Seeing ourselves in ideas
The perverse thinking of some elements of the decolonisation project is that in order to be well adjusted individuals with self-esteem we need to see ourselves reflected in the world. That may be true, but it should be a colourless and sexless self. I was never spoken to by my parents growing up as a child in Umlazi township about Joseph Schumpeter, A.C Grayling, Christopher Hitchens, Karl Popper, Bertrand Russel etc. Often reading or listening to them was an awakening of the sort when someone articulates what you have always thought but hadn’t yet been able to put into words. But to racial identitarians, including many of those supportive of the decolonisation project, many of my most validating life experiences should be the ones I find alienating.
It does not bother me that my intellectual influences are mostly white men, what resonated where the ideas. I only discovered, as an example, the black economist Thomas Sowell much later in my time at university. But when I did it was not a watershed moment, my principles were not solidified by now having a black liberal reaffirm them, (nor is there now still a gaping hole for a black female liberal to fill). He was just an addition to the list, the weight of his influence based on his arguments not our shared skin colour.
The decolonisation project is akin to the oft made call for “African solutions for African problems”. What does this mean? It cannot mean a closer alignment to black identity because as the examples above show it is a shape shifting mirage. Perhaps then it entails having less parochial and Eurocentric academic curricula that reflect the scientific and philosophic advancements made in other parts of the world.
This I fully support but on the basis of intellectual integrity not as atonement or a psychological exercise. If there are bodies of literary works, histories and innovations that we do not know of because of imperialistic oversight then of course academic institutions should seek to uncover them and have them included in curricula.

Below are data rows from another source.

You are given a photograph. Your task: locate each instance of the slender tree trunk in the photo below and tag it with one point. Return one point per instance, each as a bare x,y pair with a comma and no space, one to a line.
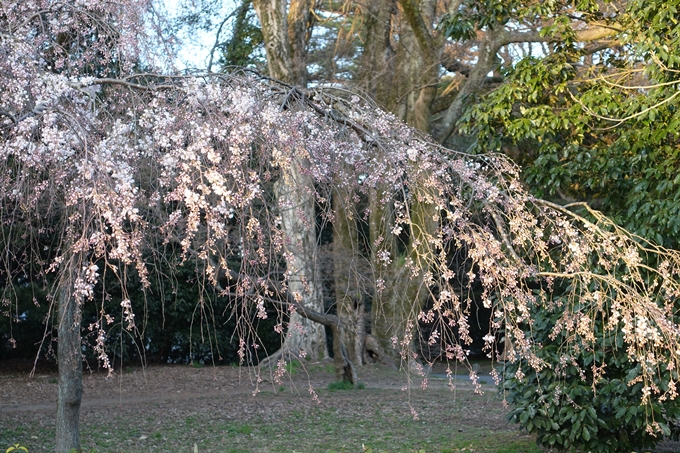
70,367
349,295
286,27
295,193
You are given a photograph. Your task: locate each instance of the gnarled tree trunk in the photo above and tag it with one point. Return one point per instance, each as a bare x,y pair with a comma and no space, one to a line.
69,357
286,27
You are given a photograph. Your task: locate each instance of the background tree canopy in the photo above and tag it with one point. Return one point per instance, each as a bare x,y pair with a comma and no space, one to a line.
121,187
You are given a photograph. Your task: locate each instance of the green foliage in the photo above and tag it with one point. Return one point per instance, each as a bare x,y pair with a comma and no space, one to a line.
598,126
16,448
245,40
593,403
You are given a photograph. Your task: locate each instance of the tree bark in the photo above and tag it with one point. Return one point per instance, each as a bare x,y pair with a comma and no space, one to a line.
295,193
286,30
69,357
349,294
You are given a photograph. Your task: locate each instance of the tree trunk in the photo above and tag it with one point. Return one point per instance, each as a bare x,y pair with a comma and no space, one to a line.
349,294
70,367
286,29
295,193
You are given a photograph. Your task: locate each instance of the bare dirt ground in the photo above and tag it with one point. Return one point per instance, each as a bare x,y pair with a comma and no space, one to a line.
137,386
149,401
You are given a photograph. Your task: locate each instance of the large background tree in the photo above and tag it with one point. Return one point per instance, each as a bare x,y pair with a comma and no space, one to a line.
103,167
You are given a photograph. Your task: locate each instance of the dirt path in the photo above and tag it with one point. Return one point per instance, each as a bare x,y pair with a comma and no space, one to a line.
178,385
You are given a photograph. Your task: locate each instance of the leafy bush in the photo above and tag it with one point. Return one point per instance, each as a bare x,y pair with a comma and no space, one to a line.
564,406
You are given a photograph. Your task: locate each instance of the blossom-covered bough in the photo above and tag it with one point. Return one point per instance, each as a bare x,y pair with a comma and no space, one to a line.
103,170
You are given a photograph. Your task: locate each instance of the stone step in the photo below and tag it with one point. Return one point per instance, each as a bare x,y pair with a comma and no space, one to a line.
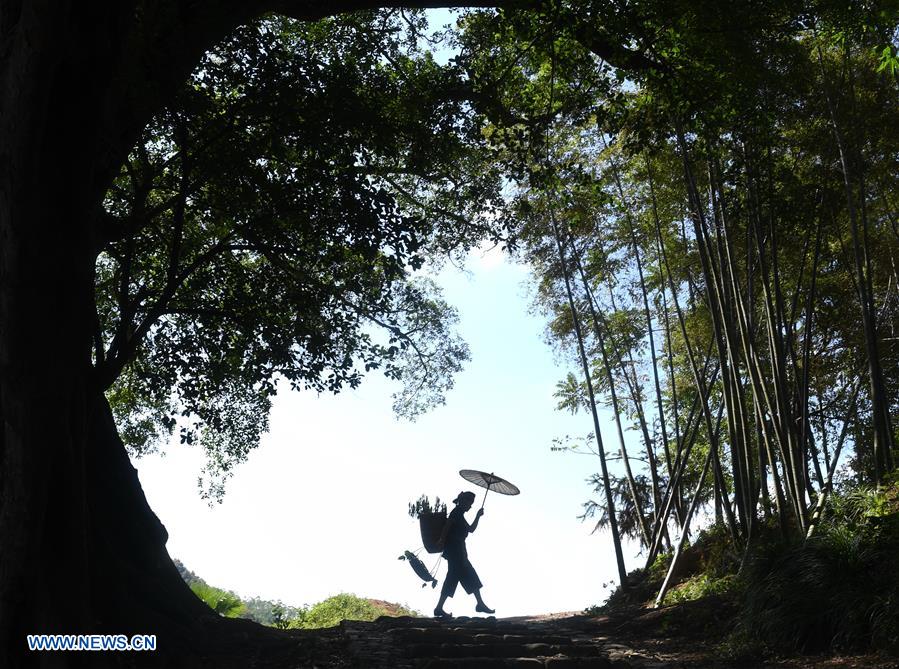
455,635
514,663
502,650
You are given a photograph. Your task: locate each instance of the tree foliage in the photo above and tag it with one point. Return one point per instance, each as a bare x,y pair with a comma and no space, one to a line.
243,250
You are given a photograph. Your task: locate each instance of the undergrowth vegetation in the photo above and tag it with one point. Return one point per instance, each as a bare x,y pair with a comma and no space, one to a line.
838,590
327,613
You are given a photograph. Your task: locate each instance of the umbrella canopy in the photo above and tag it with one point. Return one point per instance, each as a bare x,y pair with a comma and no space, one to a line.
490,481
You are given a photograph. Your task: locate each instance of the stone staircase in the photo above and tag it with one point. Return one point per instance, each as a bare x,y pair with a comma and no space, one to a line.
569,642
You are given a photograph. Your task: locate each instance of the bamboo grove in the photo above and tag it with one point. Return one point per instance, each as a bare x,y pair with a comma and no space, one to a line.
715,241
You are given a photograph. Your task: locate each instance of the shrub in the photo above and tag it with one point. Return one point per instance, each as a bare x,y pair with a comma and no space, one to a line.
223,602
338,608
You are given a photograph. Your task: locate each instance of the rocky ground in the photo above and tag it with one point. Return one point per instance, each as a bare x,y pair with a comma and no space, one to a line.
678,636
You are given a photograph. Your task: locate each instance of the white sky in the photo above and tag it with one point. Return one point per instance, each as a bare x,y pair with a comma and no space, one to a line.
321,506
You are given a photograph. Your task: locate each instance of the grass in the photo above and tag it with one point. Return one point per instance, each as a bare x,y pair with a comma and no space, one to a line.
837,591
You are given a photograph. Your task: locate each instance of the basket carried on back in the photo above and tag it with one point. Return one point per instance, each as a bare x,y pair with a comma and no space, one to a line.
431,524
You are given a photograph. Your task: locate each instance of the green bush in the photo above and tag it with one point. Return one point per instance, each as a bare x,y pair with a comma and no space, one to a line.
223,602
838,590
333,610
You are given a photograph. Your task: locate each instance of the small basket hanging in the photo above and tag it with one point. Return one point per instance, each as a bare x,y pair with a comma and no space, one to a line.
431,525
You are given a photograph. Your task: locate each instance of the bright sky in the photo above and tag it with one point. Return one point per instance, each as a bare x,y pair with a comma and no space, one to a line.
321,506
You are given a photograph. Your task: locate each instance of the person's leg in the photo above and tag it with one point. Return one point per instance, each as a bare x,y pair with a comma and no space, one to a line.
448,590
481,607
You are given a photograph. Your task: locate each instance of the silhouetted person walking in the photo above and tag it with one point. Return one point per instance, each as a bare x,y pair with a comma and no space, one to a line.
459,569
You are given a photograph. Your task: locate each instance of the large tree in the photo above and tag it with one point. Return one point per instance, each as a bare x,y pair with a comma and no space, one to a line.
105,270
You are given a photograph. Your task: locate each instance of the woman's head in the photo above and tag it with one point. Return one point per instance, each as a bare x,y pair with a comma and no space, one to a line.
464,499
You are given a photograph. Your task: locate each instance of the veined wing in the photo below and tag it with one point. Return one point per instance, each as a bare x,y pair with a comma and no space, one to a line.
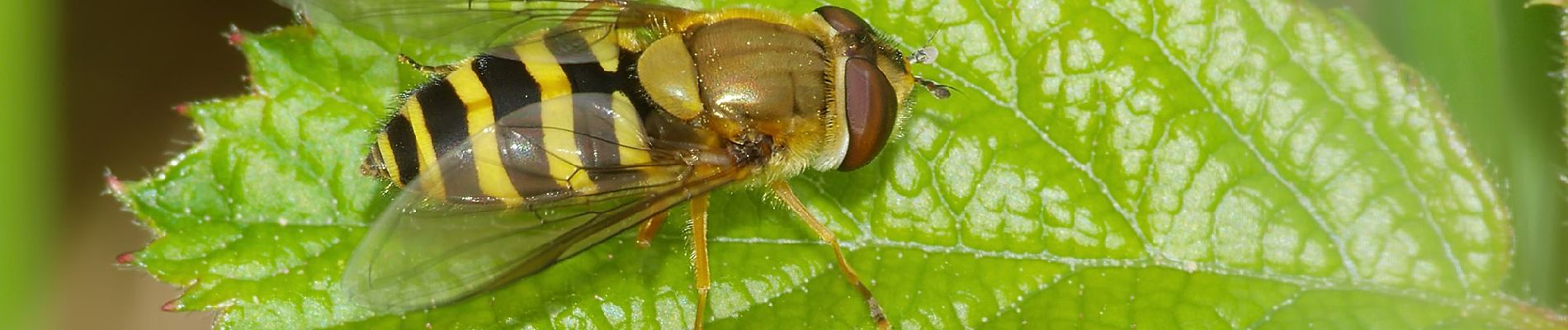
541,191
423,255
484,26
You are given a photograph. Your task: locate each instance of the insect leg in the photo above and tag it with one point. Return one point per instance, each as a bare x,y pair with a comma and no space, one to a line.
427,69
645,235
784,193
700,254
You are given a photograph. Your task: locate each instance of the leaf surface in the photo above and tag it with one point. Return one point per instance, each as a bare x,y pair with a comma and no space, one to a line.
1104,165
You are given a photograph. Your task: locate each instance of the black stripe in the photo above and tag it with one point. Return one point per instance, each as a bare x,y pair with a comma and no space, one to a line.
446,120
508,83
593,115
585,77
405,152
631,87
522,153
595,125
515,97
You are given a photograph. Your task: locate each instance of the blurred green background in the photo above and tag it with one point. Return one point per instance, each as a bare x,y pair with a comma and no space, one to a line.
90,85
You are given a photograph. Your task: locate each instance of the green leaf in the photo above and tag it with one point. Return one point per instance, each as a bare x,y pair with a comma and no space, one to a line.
1112,165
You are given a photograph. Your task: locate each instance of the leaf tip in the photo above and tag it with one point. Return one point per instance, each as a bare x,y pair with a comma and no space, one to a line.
125,258
115,185
172,305
234,35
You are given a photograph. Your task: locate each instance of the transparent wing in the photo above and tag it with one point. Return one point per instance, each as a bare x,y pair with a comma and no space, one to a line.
435,244
485,26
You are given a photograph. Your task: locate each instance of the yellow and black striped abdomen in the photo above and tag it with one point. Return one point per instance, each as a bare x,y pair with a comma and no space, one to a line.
552,124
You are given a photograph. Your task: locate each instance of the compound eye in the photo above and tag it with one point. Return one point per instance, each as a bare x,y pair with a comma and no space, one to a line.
843,21
869,111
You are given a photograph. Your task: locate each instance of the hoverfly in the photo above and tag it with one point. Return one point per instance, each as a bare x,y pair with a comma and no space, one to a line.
580,120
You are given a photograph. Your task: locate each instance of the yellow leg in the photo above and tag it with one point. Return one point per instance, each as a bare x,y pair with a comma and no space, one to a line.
645,235
782,190
700,254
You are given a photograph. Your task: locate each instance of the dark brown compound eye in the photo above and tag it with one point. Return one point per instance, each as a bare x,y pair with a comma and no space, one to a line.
869,111
843,21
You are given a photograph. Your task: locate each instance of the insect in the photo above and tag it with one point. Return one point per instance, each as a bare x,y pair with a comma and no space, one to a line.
582,120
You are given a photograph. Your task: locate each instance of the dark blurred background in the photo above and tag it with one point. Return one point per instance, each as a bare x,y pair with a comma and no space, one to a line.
125,68
99,96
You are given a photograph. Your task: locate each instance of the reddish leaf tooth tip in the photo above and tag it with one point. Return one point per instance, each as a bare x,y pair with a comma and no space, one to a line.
172,305
235,36
125,258
115,185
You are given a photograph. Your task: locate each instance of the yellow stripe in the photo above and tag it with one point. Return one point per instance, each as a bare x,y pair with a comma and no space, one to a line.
604,49
629,132
428,166
555,116
388,158
482,136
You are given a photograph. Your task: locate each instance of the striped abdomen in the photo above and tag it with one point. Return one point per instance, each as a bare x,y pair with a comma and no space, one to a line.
519,130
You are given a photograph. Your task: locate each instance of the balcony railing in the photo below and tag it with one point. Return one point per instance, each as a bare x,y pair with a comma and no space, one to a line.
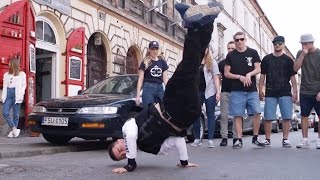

As a student this would have been important for my intellectual growth but not the integrity of my identity. Because one’s sense of self worth or dignity cannot sustainably be buttressed by the fragile support of thinkers and innovators who share one’s skin colour or geographic origins. It is for the same reason that if I am ever in the position to pass Zulu on to future children it would be purely as an intellectual preference. The preference being for multilingual children and my belief that their expressive abilities would be improved by learning a richly idiomatic language. A lesser part (I would argue non-existent) would be because my identity is informed by Zulu culture. But that is not sad, it is a sign of unparalleled personal freedoms.
But the power to govern oneself and be the curator of your own feelings and value systems is available under all regimes. Enormous pressures can be placed on that power by external forces but it cannot be taken away. It is frustrating to see that most powerful and personal of freedoms neglected when the external environment for individual definition is at its most favourable.